Quant à l'existence d'un groupe, les facteurs habituellement pris en considération dans l'analyse de ce critère sont le nombre estimé de membres ainsi que la connaissance par le requérant de leur identité, de leurs coordonnées et de leur situation géographique. Le principe de la proportionnalité et une saine administration de la justice peuvent aussi militer en faveur de l'utilisation de l'action collective malgré un nombre plus restreint de membres selon les circonstances de l'affaire, y compris la valeur des réclamations. D'autre part, comme toutes les conditions d'autorisation, ce critère doit recevoir une interprétation large et libérale, car le législateur a voulu faciliter l'exercice des actions collectives. En l'espèce, l'appelante soutient qu'environ 180 éleveurs ont signé une entente identique à la sienne. Or, la juge devait tenir pour avéré que cette dernière avait établi quelques membres du groupe dont certains sont nommément identifiés et avoir en sa possession quelques contrats (qui ont été exclus du dossier). En outre, la description du groupe telle qu'elle a été modifiée n'est pas circulaire, et les personnes touchées sont en mesure, à la lecture de sa description et sans attendre le jugement final, de savoir si elles font partie du groupe ou non.
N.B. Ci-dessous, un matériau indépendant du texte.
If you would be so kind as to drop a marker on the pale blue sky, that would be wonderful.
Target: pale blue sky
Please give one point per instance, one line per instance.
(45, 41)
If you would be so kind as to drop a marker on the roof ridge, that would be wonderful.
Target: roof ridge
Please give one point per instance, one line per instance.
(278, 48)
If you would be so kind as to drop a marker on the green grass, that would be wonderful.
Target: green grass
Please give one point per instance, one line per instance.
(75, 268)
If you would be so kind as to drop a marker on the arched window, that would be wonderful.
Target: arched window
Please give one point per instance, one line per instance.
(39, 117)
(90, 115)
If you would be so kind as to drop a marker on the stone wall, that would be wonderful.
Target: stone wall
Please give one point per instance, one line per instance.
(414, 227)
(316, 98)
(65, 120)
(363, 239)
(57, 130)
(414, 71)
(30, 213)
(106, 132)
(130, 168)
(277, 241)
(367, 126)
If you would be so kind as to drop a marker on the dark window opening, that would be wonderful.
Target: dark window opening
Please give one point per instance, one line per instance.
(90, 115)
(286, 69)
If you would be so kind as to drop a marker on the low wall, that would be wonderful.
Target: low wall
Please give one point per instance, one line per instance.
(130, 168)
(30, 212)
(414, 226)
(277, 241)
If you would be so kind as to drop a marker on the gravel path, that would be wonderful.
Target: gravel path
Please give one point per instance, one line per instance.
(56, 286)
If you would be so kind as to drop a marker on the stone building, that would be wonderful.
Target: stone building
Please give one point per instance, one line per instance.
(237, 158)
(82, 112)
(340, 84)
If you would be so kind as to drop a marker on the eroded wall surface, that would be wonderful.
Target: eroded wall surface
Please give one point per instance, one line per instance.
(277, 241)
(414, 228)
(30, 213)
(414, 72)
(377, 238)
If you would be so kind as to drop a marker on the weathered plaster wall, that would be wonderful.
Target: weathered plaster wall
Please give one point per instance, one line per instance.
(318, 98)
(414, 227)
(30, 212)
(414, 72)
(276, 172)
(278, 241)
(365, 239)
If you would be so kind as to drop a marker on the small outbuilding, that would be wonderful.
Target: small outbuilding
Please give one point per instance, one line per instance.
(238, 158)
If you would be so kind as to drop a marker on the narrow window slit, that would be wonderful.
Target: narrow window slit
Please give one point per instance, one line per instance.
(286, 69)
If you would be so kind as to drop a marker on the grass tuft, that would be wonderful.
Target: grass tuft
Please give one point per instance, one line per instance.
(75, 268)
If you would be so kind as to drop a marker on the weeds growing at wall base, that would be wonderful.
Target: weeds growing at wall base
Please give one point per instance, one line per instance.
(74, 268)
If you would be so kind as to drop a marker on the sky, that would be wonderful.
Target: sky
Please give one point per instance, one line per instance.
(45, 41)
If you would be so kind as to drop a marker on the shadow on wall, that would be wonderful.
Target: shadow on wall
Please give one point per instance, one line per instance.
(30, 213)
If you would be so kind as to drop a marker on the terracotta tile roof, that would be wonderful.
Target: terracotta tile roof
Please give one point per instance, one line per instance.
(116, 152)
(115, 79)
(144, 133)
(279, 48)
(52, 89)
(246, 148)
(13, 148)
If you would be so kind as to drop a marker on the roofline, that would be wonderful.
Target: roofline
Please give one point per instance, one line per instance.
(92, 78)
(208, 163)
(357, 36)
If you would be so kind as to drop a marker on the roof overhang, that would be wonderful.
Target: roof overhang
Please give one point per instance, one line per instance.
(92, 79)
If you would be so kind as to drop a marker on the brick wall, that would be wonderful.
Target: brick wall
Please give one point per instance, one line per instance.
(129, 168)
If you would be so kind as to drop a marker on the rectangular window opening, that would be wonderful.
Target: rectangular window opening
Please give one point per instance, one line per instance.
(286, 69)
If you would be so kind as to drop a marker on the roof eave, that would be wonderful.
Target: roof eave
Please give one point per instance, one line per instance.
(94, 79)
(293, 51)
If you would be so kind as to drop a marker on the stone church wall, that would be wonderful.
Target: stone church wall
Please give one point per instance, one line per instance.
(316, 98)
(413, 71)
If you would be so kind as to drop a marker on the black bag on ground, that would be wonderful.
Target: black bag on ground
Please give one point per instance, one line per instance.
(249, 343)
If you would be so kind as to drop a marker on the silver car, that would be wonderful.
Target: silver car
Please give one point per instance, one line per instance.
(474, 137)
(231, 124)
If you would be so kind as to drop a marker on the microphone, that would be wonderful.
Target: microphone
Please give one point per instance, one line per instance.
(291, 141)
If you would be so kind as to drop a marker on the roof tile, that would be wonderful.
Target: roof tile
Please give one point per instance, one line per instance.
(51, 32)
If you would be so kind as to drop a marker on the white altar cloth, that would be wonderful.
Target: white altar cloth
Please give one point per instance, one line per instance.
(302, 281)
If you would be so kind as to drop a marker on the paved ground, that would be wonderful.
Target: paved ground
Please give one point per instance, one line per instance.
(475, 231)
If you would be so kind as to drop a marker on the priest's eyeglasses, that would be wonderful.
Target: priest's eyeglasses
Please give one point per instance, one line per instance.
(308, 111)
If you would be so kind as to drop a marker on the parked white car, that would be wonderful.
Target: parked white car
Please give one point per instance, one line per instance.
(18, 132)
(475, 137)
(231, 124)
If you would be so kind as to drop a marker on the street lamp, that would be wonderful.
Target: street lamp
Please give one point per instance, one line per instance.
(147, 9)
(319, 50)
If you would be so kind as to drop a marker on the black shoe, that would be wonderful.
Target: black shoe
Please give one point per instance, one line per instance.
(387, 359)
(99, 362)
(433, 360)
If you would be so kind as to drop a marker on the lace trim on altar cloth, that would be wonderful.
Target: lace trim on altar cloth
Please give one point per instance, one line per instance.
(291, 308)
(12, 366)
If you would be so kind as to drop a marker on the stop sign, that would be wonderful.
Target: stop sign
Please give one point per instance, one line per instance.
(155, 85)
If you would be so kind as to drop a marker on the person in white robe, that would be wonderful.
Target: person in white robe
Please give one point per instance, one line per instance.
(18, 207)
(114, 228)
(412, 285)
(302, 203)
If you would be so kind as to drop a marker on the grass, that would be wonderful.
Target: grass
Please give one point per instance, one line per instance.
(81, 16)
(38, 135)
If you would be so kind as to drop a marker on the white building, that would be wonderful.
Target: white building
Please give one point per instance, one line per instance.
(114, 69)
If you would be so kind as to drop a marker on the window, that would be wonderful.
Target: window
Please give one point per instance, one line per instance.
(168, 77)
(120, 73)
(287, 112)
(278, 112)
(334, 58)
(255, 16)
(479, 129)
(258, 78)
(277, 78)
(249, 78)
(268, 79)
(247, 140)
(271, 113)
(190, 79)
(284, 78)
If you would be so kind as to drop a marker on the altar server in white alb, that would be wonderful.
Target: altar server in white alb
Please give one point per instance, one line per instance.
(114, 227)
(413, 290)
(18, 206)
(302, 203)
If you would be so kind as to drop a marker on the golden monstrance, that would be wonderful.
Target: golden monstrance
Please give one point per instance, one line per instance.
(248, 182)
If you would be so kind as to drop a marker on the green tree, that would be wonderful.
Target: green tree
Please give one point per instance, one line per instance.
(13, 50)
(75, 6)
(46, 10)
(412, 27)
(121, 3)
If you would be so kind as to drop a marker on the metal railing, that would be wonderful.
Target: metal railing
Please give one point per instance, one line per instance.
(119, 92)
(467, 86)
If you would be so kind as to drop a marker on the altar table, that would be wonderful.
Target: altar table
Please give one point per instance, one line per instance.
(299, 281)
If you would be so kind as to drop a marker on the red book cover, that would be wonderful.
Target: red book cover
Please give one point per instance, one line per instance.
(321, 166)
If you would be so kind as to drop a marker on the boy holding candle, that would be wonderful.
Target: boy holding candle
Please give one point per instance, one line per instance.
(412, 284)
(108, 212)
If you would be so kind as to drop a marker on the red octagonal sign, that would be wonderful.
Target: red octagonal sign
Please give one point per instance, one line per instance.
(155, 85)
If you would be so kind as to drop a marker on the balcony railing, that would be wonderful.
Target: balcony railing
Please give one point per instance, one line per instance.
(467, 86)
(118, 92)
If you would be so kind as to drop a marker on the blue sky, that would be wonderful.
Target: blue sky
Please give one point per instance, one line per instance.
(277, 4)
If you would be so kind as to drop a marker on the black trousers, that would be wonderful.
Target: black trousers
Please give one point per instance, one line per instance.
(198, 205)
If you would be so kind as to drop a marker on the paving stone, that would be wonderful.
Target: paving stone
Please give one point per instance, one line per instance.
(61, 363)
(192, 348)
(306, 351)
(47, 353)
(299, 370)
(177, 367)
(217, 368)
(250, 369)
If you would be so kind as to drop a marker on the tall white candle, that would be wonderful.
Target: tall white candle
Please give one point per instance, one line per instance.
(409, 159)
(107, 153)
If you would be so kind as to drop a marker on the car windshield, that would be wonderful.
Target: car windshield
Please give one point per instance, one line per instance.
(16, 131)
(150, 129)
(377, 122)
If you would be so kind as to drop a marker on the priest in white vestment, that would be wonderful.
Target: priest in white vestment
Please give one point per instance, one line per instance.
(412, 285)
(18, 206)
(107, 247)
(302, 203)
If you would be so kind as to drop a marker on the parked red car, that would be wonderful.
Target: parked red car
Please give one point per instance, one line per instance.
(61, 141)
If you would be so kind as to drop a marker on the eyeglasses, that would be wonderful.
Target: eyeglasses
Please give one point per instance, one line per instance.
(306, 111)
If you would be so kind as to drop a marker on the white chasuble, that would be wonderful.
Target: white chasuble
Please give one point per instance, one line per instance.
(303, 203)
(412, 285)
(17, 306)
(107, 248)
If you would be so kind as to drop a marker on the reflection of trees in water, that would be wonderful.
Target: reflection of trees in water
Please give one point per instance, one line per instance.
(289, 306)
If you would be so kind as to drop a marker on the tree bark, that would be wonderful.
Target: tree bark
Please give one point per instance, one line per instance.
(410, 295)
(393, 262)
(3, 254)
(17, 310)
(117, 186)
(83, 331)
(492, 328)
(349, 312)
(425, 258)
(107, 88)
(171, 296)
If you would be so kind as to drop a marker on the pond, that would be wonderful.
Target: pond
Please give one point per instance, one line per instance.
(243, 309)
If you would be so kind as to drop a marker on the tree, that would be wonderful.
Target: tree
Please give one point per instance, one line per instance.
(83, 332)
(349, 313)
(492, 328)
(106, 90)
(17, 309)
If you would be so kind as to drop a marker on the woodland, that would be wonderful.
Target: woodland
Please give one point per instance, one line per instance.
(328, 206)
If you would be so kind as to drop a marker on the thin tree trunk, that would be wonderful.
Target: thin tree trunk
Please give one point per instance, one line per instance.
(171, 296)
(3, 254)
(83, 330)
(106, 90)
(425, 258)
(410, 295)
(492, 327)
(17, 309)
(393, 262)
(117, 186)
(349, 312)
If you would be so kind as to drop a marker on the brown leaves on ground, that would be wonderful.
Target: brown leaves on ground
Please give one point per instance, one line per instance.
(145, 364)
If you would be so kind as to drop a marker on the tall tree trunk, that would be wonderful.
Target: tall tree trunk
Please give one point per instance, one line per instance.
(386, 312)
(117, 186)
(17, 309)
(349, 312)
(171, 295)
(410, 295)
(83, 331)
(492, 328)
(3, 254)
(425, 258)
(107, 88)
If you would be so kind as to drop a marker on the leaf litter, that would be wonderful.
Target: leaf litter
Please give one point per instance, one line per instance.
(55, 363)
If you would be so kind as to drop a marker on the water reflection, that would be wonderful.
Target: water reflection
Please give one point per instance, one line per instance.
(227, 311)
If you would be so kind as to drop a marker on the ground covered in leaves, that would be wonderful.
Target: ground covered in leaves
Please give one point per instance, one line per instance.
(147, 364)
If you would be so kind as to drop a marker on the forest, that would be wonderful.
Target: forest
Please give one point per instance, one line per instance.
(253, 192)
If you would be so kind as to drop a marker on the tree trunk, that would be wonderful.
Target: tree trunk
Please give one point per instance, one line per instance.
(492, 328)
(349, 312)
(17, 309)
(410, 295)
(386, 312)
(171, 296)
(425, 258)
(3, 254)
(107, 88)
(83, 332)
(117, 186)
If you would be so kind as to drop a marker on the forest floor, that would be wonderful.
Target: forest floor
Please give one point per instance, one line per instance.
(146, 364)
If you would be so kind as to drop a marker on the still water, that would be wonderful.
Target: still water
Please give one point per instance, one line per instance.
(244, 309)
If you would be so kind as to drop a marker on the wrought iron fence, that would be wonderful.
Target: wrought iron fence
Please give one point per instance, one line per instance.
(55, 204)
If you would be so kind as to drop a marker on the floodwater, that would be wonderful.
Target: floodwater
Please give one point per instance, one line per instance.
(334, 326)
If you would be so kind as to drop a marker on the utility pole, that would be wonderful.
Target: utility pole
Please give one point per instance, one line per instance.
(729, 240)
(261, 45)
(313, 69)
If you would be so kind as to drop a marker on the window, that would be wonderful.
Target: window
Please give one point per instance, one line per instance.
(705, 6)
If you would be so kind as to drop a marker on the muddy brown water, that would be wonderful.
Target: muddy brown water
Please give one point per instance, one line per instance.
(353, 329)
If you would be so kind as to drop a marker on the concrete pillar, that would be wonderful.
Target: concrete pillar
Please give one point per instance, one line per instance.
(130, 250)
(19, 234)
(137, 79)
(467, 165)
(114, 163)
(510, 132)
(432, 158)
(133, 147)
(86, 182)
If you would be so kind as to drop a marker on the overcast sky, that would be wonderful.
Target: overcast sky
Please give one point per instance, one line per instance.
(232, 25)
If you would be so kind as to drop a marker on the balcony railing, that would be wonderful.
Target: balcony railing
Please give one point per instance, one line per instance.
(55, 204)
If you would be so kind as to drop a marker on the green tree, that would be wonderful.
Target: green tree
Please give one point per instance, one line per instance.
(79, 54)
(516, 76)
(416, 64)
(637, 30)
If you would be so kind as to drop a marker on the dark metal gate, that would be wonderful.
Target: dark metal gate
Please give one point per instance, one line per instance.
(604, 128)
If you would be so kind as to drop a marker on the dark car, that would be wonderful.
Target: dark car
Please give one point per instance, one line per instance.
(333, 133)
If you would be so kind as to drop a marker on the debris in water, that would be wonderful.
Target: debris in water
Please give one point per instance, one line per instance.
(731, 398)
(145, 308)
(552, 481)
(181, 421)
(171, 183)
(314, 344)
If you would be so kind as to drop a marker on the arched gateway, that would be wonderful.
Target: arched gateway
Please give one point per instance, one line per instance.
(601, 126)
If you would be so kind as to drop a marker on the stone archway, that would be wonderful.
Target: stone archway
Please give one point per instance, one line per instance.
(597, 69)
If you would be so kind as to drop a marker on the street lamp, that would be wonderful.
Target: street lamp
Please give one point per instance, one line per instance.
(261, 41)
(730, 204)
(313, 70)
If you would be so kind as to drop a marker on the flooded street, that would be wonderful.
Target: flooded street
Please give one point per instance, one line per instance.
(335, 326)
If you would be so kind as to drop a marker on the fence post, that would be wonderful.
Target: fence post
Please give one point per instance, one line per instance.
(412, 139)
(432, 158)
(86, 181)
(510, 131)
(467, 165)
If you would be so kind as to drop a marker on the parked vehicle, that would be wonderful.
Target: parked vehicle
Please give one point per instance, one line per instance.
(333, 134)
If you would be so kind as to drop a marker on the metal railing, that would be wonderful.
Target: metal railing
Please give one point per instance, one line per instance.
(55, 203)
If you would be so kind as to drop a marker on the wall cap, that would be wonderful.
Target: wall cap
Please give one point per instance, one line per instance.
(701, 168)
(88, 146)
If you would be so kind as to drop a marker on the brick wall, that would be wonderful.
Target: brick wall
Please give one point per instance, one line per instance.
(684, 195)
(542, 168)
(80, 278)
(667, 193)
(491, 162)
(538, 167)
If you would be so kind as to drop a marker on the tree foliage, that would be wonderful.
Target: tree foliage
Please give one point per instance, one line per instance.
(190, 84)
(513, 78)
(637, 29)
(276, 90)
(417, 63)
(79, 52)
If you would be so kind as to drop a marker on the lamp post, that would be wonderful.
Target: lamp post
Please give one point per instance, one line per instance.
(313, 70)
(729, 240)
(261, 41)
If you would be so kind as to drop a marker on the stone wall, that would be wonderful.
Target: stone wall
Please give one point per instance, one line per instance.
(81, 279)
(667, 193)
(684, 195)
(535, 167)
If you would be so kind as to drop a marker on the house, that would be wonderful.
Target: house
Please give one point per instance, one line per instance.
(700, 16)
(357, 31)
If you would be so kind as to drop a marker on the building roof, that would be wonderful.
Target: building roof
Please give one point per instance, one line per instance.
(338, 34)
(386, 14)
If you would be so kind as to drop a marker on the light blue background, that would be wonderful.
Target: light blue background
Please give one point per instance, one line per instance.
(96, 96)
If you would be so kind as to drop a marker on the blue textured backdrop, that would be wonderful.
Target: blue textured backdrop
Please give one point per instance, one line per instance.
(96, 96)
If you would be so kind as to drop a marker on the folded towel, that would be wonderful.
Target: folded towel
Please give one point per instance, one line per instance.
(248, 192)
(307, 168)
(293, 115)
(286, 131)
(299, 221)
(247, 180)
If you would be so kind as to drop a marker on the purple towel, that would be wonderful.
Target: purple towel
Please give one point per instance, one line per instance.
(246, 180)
Enfin, l'appelante a obtenu l'autorisation d'ester dans le présent dossier malgré sa faillite. Elle a donc l'intérêt légal pour agir contre l'intimée. Dans ces circonstances, l'action collective est autorisée. Toutefois, étant donné que le veau de lait n'est plus admissible au Programme d'assurance stabilisation des revenus agricoles depuis le 1er janvier 2016, il y a lieu de restreindre la période visée par l'action collective du 1er janvier 2006 (date avancée par l'intimée pour la conclusion de contrats identiques à celui de l'appelante) au 31 décembre 2015.


Dernière modification : le 23 juillet 2022 à 18 h 29 min.